Agrafiotis recalls how the former head of HR at Star Air once changed her email signature so that it was Maersk colors with a rainbow to show support to the community. And it matters, says Agrafiotis, when he sees this type of corporate support whether it be a rainbow-colored Maersk container or a Pride t-shirt that combines the company’s logo with rainbow colors.
“We’re not where we want to be with rights so it’s nice and pretty cool for the company to show the rainbow colors, and that some companies are courageous enough to show that they are proud to support their people. We have a diversity group that organizes meetings and events, and they talk about development and have political discussions,” says Agrafiotis.
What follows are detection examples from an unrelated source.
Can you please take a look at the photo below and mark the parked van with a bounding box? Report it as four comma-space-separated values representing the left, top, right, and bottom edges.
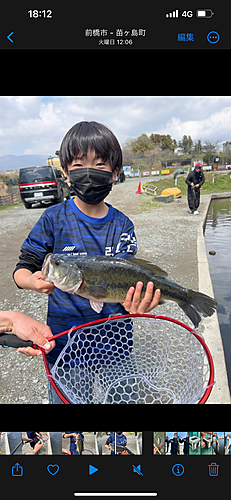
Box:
19, 165, 70, 208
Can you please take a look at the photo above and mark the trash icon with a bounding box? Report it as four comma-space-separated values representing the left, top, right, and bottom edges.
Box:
209, 463, 220, 476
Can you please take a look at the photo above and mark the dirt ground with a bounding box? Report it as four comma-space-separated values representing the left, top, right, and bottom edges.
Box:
0, 179, 208, 404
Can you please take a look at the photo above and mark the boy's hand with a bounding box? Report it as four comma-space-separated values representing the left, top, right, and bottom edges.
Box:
28, 271, 55, 295
122, 281, 161, 314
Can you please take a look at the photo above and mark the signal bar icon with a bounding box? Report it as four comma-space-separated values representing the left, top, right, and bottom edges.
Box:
165, 9, 179, 18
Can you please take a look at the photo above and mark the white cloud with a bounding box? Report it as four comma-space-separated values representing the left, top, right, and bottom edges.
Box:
0, 96, 231, 155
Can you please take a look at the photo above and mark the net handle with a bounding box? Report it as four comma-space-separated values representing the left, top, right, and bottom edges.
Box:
43, 314, 215, 405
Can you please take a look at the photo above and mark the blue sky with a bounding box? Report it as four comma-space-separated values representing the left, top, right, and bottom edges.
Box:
0, 96, 231, 156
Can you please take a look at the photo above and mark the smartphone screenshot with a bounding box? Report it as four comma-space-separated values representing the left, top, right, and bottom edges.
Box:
0, 431, 231, 499
0, 0, 231, 51
0, 91, 231, 500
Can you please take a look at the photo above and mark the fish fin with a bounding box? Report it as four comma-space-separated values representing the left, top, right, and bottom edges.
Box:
90, 300, 103, 314
189, 290, 218, 317
178, 290, 217, 327
126, 258, 168, 276
178, 301, 201, 328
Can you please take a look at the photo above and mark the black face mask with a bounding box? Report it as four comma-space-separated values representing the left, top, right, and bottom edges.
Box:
70, 168, 113, 205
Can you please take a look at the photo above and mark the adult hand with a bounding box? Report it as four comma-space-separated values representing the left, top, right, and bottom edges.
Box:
0, 311, 55, 356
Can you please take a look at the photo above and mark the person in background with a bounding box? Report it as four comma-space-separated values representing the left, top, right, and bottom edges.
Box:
185, 163, 205, 215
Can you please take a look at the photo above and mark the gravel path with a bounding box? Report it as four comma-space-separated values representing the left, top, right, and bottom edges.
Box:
0, 179, 208, 404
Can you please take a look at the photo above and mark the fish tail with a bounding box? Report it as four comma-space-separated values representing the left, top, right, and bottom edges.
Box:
179, 290, 217, 327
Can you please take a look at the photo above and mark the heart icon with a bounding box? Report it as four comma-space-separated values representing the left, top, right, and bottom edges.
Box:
47, 464, 59, 476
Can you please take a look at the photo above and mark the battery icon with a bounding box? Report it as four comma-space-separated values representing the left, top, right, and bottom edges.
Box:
197, 9, 214, 19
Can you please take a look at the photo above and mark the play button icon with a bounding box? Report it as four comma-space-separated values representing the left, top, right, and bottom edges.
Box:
89, 465, 99, 476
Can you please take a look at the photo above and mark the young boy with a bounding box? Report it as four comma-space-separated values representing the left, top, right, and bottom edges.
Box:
14, 122, 160, 403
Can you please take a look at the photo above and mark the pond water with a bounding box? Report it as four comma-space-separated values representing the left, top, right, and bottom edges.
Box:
205, 196, 231, 391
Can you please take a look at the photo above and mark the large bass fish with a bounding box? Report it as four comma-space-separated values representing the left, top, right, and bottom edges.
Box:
42, 254, 217, 327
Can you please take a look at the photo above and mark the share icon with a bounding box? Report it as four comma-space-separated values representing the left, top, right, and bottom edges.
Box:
132, 465, 143, 476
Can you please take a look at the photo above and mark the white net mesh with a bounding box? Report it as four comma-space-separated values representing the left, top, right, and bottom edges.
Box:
51, 316, 210, 404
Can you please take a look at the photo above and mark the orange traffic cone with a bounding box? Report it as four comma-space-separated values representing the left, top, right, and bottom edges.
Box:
136, 181, 141, 194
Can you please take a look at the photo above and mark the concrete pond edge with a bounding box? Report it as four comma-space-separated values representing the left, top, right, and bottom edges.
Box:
197, 193, 231, 404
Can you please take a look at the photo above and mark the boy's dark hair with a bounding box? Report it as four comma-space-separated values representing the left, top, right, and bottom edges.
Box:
59, 122, 122, 172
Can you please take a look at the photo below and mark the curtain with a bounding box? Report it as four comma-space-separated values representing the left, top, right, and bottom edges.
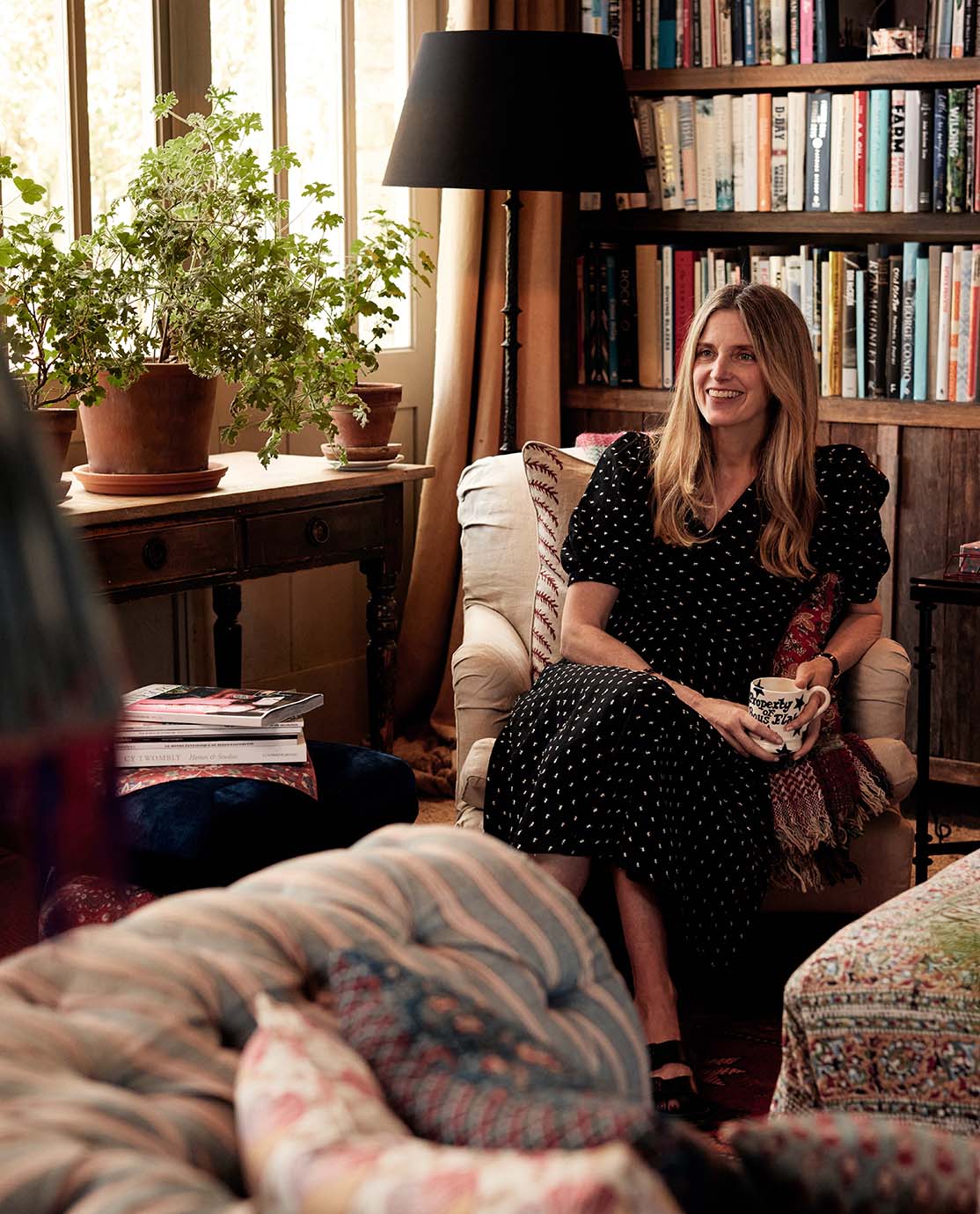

Still many issues to fight for
Agrafiotis recently participated in the Pride celebrations in Cologne with his husband and their friends. His husband was part of the parade and big German companies such as Mercedes, Lufthansa and Telecom had trucks. The weather was perfect, DJs were playing music, and it was a joyous occasion, but it was also an important political statement, says Agrafiotis, because it has not all been progress recently.
“If you look at the US or Poland, some groups are prohibiting talk and books about sexuality. It’s unbelievable in the 21st century that we’re going in the wrong direction. Even in Germany. We just had 1.5 million visitors for the Pride in Cologne, but we still read in the news afterwards that there had been verbal and physical attacks on gay people,” says Agrafiotis.
He explains that he and his husband do not openly display affection when in public together. While part of the reason might be that they are of an older generation, he also thinks that news of attacks on gay people affect their behavior.
“My husband and I don’t walk hand in hand on the streets. Maybe we’re afraid if people would…,” he leaves the sentence unfinished and tries to explain something that has become a delicate issue in Germany.
“We have had a lot of people coming to our country in the last couple of years with different beliefs, and there’s a big conflict going on here in Germany. Some of them don’t accept that in our society women can walk around in short skirts or that men can get married. In Cologne, it’s still okay but in Berlin you hear about gay people being attacked in the street. I’m happy that I’ve never been attacked, but it does affect us. Sometimes when I see straight couples on the street holding hands or kiss, I think: ‘Why can’t it be normal when two guys or two girls do the same?’”
That’s why events such as Pride matters, Agrafiotis explains. Besides his appreciation of companies making political statements about supporting the community, Agrafiotis was also happy to see parents bringing their children when he was at the Pride in Cologne.
“We have to be out there in public. Parents can show their children the happiness and that it is normal that two guys or two women love each other. Pride comes from the courage of coming out and showing the world that we want to live our lives. I can’t understand why some people are against it. What does it matter to them who you love? It’s nobody’s business.”